Stress Awareness Month: A True Stress Buster

Stress Awareness Month: A True Stress Buster

Have you ever been in an overwhelming situation, with deadlines approaching and a neverending to-do list, and you’re just in way over your head? You’re not alone… Everyone experiences some type of stress, whether it’s everyday stresses of jobs and family (which is the most common) or of sudden changes in routine, such as job change, illness or divorce. However, the most concerning is traumatic stress, such as major illness, an accident, or the tragic death of a loved one.

Since 1992, April is Stress Awareness Month to increase public awareness about both the causes and cures for our modern stress epidemic. A little bit of stress is not necessarily bad, but too much can be detrimental to our emotional and physical health. It’s important to arm ourselves with knowledge so that we recognise when stress rears its ugly head – it’s a normal part of human existence, but nobody is immune to it.

Unfortunately, stress is one of our time’s significant health challenges, but it still isn’t being taken seriously as physical health concerns. Individuals handle stress in many different ways, but some symptoms may still surface, such as headaches, insomnia, digestive issues and anger. Prolonged stress could result in heart disease, immune system problems, high blood pressure, diabetes, but could also lead to anxiety and depression.

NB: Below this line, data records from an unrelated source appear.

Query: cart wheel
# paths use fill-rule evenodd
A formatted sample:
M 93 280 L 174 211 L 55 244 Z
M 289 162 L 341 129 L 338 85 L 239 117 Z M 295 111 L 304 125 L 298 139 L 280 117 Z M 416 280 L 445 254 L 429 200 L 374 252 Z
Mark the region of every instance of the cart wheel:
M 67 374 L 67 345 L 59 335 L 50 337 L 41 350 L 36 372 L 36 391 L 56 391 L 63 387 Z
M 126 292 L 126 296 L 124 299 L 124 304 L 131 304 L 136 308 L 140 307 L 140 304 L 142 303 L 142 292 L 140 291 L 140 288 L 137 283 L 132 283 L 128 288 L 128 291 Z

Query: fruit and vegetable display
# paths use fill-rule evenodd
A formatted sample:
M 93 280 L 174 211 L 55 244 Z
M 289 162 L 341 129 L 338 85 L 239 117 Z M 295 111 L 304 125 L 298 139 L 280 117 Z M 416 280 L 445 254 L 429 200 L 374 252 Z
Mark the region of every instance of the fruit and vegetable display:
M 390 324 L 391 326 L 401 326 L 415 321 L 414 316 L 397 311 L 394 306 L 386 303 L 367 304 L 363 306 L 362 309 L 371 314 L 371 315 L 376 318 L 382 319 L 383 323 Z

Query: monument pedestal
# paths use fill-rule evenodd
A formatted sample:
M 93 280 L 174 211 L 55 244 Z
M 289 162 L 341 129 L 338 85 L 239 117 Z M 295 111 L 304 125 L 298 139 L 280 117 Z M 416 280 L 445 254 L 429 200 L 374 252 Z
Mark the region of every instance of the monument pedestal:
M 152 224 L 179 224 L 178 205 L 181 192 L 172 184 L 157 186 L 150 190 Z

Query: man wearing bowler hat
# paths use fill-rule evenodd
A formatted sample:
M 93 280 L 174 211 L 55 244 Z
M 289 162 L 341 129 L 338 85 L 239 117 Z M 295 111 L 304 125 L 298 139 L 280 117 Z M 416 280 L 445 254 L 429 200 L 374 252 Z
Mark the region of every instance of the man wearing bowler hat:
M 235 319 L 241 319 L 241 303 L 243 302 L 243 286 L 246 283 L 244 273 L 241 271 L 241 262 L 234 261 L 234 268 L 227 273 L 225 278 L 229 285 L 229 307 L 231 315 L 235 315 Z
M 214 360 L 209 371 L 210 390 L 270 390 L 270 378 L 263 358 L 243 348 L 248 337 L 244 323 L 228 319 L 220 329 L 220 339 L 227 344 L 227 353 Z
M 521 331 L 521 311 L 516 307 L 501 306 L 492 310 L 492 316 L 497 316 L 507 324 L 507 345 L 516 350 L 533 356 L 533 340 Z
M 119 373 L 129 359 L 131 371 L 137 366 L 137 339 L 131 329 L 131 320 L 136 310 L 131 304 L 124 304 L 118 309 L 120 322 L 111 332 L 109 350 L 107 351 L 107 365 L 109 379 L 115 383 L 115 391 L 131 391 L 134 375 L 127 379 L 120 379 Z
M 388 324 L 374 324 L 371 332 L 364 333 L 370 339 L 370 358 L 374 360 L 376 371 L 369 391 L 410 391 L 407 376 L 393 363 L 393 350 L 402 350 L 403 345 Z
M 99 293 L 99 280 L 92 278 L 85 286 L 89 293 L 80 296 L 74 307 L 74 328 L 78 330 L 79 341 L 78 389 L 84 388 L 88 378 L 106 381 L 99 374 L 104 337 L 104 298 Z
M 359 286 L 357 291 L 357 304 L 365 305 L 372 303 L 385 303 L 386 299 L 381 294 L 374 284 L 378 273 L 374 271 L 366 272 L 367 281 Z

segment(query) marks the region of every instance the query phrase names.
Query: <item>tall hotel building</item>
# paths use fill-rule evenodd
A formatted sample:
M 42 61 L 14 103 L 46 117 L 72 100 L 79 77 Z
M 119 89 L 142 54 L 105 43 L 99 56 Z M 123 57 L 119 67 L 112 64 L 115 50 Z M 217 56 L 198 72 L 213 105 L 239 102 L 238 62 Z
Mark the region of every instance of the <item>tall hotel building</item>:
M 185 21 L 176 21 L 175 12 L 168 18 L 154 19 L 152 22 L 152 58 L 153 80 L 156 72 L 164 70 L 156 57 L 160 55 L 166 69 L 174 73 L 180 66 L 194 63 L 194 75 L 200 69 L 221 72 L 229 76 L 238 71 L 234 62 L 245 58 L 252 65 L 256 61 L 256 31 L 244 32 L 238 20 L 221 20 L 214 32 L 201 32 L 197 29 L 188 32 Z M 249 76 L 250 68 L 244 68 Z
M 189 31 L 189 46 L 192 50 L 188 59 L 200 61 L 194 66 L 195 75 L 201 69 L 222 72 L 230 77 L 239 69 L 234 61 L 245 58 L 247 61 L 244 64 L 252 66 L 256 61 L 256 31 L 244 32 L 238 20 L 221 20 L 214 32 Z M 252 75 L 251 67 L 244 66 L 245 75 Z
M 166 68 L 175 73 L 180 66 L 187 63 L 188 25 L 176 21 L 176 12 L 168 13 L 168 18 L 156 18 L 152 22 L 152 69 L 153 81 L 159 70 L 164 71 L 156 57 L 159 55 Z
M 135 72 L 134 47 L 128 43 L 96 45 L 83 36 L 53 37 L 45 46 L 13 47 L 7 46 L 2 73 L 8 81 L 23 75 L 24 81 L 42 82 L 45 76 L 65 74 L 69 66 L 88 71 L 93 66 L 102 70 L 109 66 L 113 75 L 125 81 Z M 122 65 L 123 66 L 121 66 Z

This month, recognise the difference between good and bad stress and try to find your happiness within the madness.

The 30 Day Challenge

2021’s theme is ‘Regaining Connectivity, Certainty and Control’. Due to Covid-19 restrictions in March 2020, people have been more stressed, and the three causes for concern are feelings of disconnection, uncertainty, and a worrying loss of control. Therefore, the theme to carry out one action of physical, mental or emotional wellbeing each day. These 30-day actions will then turn into habits and maximise your chances of turning practical knowledge and techniques into positive behavioural change.

What Else Can You Do?

  • Practice meditation: Learn how to silence your mind with one of the most popular methods – meditation to achieve quietness.
  • Exercise: Exercising gets endorphins pumping through your brain, which triggers a happy feeling. Exercise lowers your body’s stress hormones like cortisol and releases chemicals that make you feel more at peace.
  • Talk: Talk openly and freely about the topic and its effects with friends, family and colleagues.
  • Share: Share your coping mechanisms with others – it might benefit them too!
  • Be nice: Show compassion and empathy to those suffering from stress and anxiety – you might need it too someday.
  • Natural supplements: To help you feel more at ease, try natural remedies like lemon balm, omega-3 fatty acids, green tea, and essential oils.
  • Take a deep breath: Create a relaxing atmosphere by lighting a candle, putting on soft, soothing music, dimming the lights and counting your blessings.
  • Reduce caffeine: Even though it’s tough to kick coffee, caffeine tends to make us jittery, which can cause stress and anxiety.
  • Laugh a little: Even when you don’t feel like it, carve out some time to spend doing something you enjoy that will make you laugh. Spending quality time with family and friends or simply watching your favourite show can often be just the distraction you need. Making some time for fun is an integral part of your overall health.
  • Visit your doctor: If none of the above seems to help, doctors are really in the best position to get you started on the path to a stress-free lifestyle. Make an appointment today.

Take care, learn to say no to requests that are too much, and keep your health, Sandton.